As far as Gregg goes, there will not be a tear shed by Cub fans when he is given his walking papers. He quickly lost favor with Cub fans, pitching poorly and giving out games almost immediately. While he was able to put together good stretches in various points in the season, he quickly lost all of his bonus points by blowing what should have been an easy couple of saves in a row. Trading young prospect Jose Ceda for Gregg might have been one of the worst moves Hendry could have made in the off season. While he is considered to be one of the better players hitting free agency, the Cubs will not even consider giving him a contract extension. In fact, they will likely even pass on offering him Arbitration and give up the likelihood of getting draft pick from in just in case he accepts. If he accepts, the Cubs can non-tender him and nothing is lost. But why waste the time going through the entire Arbitration process? The Cubs will not give him a second look.

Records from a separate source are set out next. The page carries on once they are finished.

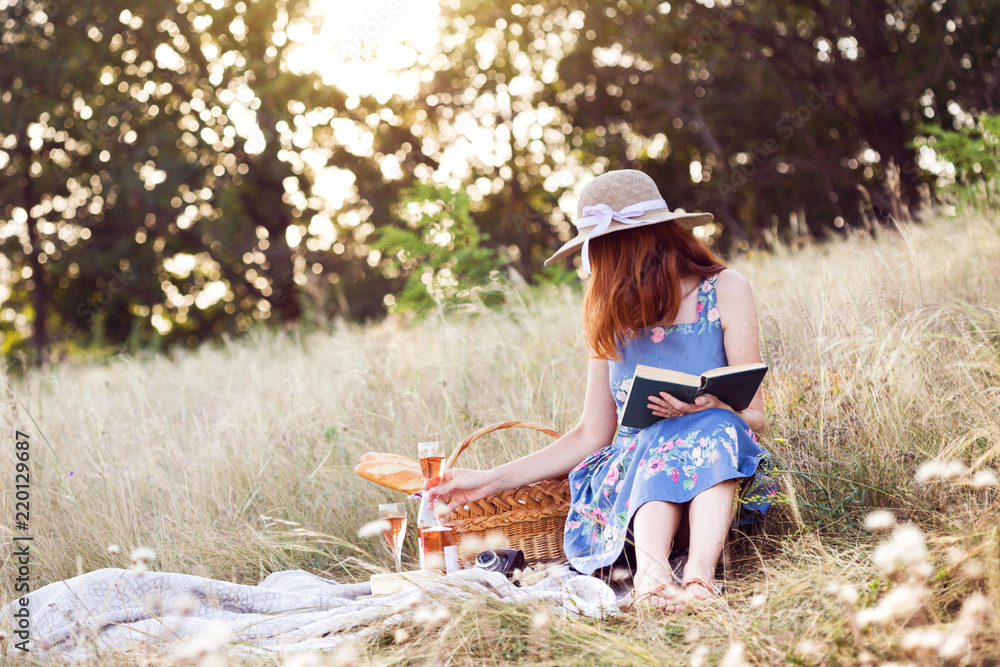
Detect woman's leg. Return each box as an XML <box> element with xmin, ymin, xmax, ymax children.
<box><xmin>632</xmin><ymin>500</ymin><xmax>683</xmax><ymax>596</ymax></box>
<box><xmin>680</xmin><ymin>479</ymin><xmax>740</xmax><ymax>597</ymax></box>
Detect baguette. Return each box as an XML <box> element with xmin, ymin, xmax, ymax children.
<box><xmin>354</xmin><ymin>452</ymin><xmax>424</xmax><ymax>493</ymax></box>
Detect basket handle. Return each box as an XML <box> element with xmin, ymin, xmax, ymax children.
<box><xmin>441</xmin><ymin>419</ymin><xmax>562</xmax><ymax>474</ymax></box>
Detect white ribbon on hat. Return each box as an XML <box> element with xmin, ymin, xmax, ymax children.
<box><xmin>576</xmin><ymin>199</ymin><xmax>670</xmax><ymax>273</ymax></box>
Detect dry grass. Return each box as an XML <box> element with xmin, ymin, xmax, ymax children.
<box><xmin>0</xmin><ymin>206</ymin><xmax>1000</xmax><ymax>665</ymax></box>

That brings us to the final member of the Cubs free agent list, that being Fox. He will definitely not be back with the Cubs in 2010. In fact, he should never have come back again. I give him all the credit in the world for wanting to pitch, and for continuing to try. However, sooner or later you have to know when to throw the towel in. When you can barely make a single outing without injuring your arm, you have to figure that the time has come to say goodbye.
Hendry has some tough decisions to make, and has likely already made up his mind on which of the players he wants to keep. With payroll being limited, you can not keep everyone you would like to keep, which means that you have to say goodbye to someone you love. Unfortunately, the signs are pointing towards Grabow being the only Cubs free agent retained. How the Cubs fill the new vacancies remains to be seen, but don’t be surprised to see a lot of minor league players up with the team next year.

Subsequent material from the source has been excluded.